MADISON St. Anthony, Open House and Fall Festival, Saturday, Nov. 2 from 2-5 p.m. There will be games, carnival food and hayrides. Details: school office (601) 607-7054.
RIDGELAND St. Francis of Assisi, Senior Bible Break, Wednesdays from 6-7 p.m. at M7 Coffee House, 111 North Wheatley Street in Ridgeland, for all 12th graders for scripture sharing and fellowship. Bring a Bible and friends are welcome. Details: church office (601) 856-5556.

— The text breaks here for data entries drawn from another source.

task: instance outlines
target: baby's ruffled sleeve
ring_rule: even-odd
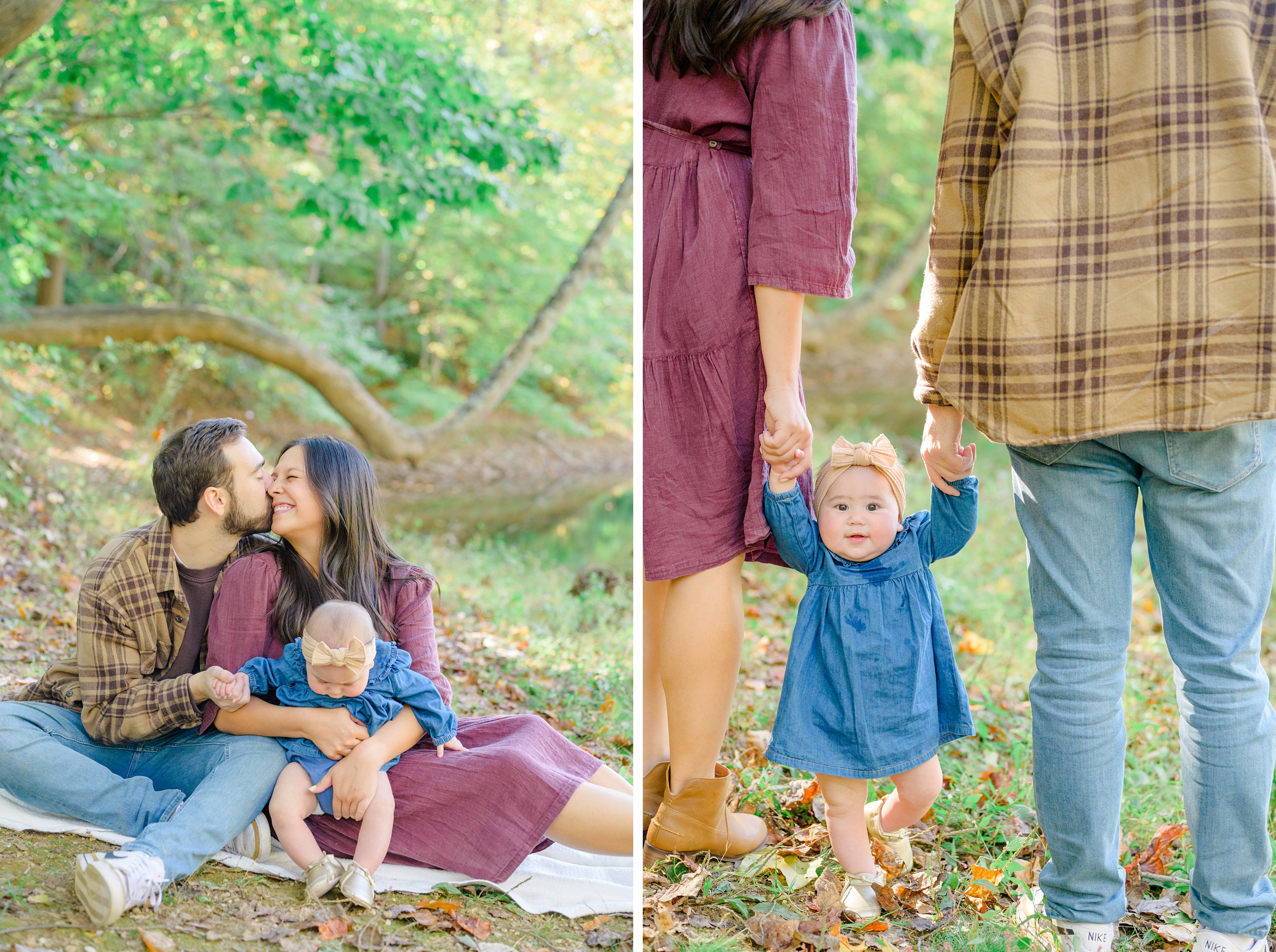
[[[819,529],[801,491],[795,484],[786,492],[776,493],[768,482],[762,488],[762,508],[776,537],[780,557],[799,572],[810,575],[820,561]]]

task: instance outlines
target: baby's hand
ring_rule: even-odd
[[[444,747],[448,748],[449,751],[463,751],[463,749],[466,749],[464,746],[457,738],[452,738],[445,744],[439,744],[435,748],[439,752],[440,757],[443,756],[443,748]]]

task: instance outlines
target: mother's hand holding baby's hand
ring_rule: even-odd
[[[445,740],[441,744],[439,744],[439,747],[436,749],[439,751],[439,756],[440,757],[443,756],[443,748],[448,748],[449,751],[463,751],[463,749],[466,749],[457,738],[452,738],[450,740]]]
[[[975,472],[975,444],[961,445],[962,414],[956,407],[926,407],[926,426],[921,432],[921,461],[939,492],[961,496],[948,483]]]
[[[323,756],[341,760],[367,739],[367,728],[355,720],[345,707],[314,707],[310,714],[313,726],[306,738]]]
[[[767,387],[766,432],[758,441],[762,459],[778,479],[796,479],[810,468],[813,440],[806,408],[796,387]]]

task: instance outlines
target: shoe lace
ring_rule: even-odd
[[[116,853],[111,856],[115,867],[124,873],[128,890],[125,907],[158,906],[163,901],[163,887],[168,882],[163,874],[163,863],[149,853]]]

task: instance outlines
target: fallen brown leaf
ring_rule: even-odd
[[[343,938],[348,932],[350,925],[345,919],[329,919],[327,923],[319,923],[319,938],[325,942]]]
[[[798,935],[798,920],[785,919],[775,912],[750,916],[744,924],[749,932],[749,938],[762,946],[767,952],[781,952],[795,944]]]
[[[151,929],[138,929],[138,938],[147,947],[147,952],[172,952],[177,948],[176,941],[171,935]]]
[[[467,933],[473,935],[476,939],[482,942],[489,935],[491,935],[491,923],[486,919],[477,919],[473,916],[462,915],[461,912],[452,914],[453,920],[464,929]]]

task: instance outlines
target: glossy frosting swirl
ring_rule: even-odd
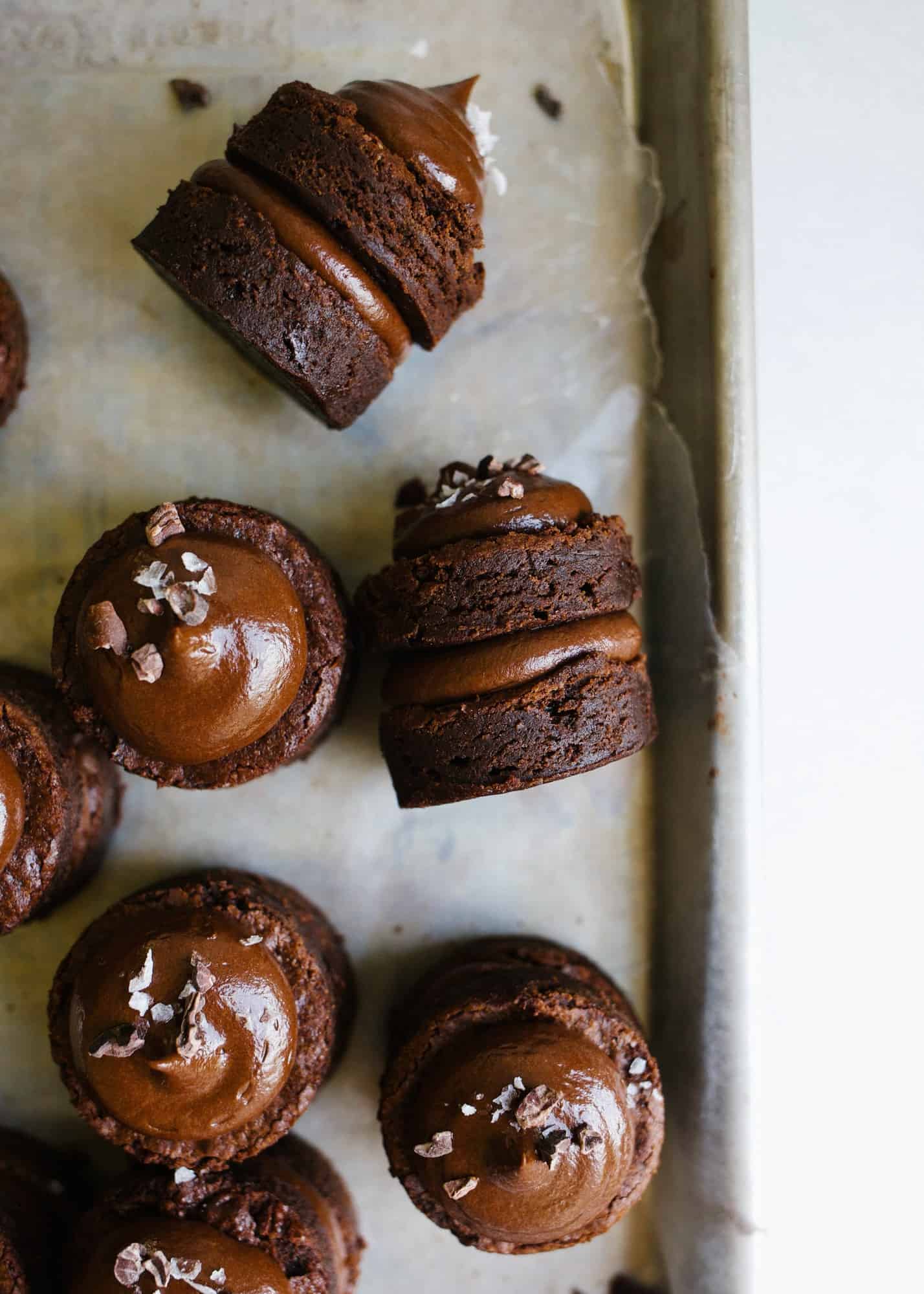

Long-time resident of Vicksburg, Sister Mary Fatima Starks, died Wednesday, Sept. 18, 2019, in Mobile, Alabama. A Sister of Mercy for 72 years, she was 90 years old.
Sister Fatima ministered in education, as a teacher and principal at schools in Mississippi, Louisiana, Illinois and Pennsylvania. Of her 60 years in active ministry, all but 3 years were spent serving the people of Mississippi. She gave over 30 years of service to Vicksburg Catholic school. Most recently, before moving in 2016 to the Convent of Mercy in Mobile, she served as a volunteer at St. Francis Xavier Elementary School in Vicksburg, Mississippi.
A funeral Mass was celebrated Monday, Sept. 23 at Corpus Christi church in Mobile. Sister Fatima’s burial took place at Cedar Hill cemetery in Vicksburg, Tuesday, Sept. 24.

Tome nota

Vírgenes y Santos. Celebraciones
Santa Teresita del Niño Jesús. Martes 1ro octubre
Santos Ángeles de la Guarda. Miércoles 2 de octubre
San Francisco de Asís. Viernes 4 de octubre
Virgen del Rosario. Patrona de Guatemala. Lunes 7 de octubre.
Virgen del Pilar y Nuestra Señora de la Concepción Aparecida. Patrona de Brazil. Sábado 12 de octubre.
Día del Descubriento de América. Columbus Day. Lunes 14 de octubre.
Santa Teresa de Jesús. Martes15 de octubre.
Día de San Juan Pablo II. Martes 22 de octubre.
San Antonio Maria Claret. Jueves 24 de octubre.
San Judas Tadeo. Lunes 28 de octubre.
Encuentro Provincial de Mobile (con las diocesis de Alabama y Mississippi), sábado 12 de octubre, de 8 de la mañana a 5 de la tarde, en Saint Catherine of Siena Catholic Church, 2605 Spring Hill Ave, Mobile, AL 36607
Encuentro Diocesano de comunidades hispanas del noreste de Mississippi.
“Habla Señor, que tu siervo escucha”
St James Tupelo
Octubre 19 de 8 a.m. a 4 p.m.
Esta es una oportunidad de Encuentro y Formación, en la que todas las comunidades Católicas Hispanas están llamadas a participar.
Conferencista principal: Alejandro Siller-Gonzales, del Instituto Congar de San Antonio, TX y miembro del Equipo Pastoral del Mexican-American Cultural College (MACC).
Invitado especial: Jesus Rodríguez, Cantante Católico con dos producciones discográficas. “Perdóname” en el 2013 y “Para Sobrevivir” en el 2016. Es el autor del tema del Encuentro Diocesano: “Háblame Señor”. El Encuentro culminará con la Santa Eucaristía a las 3 p.m.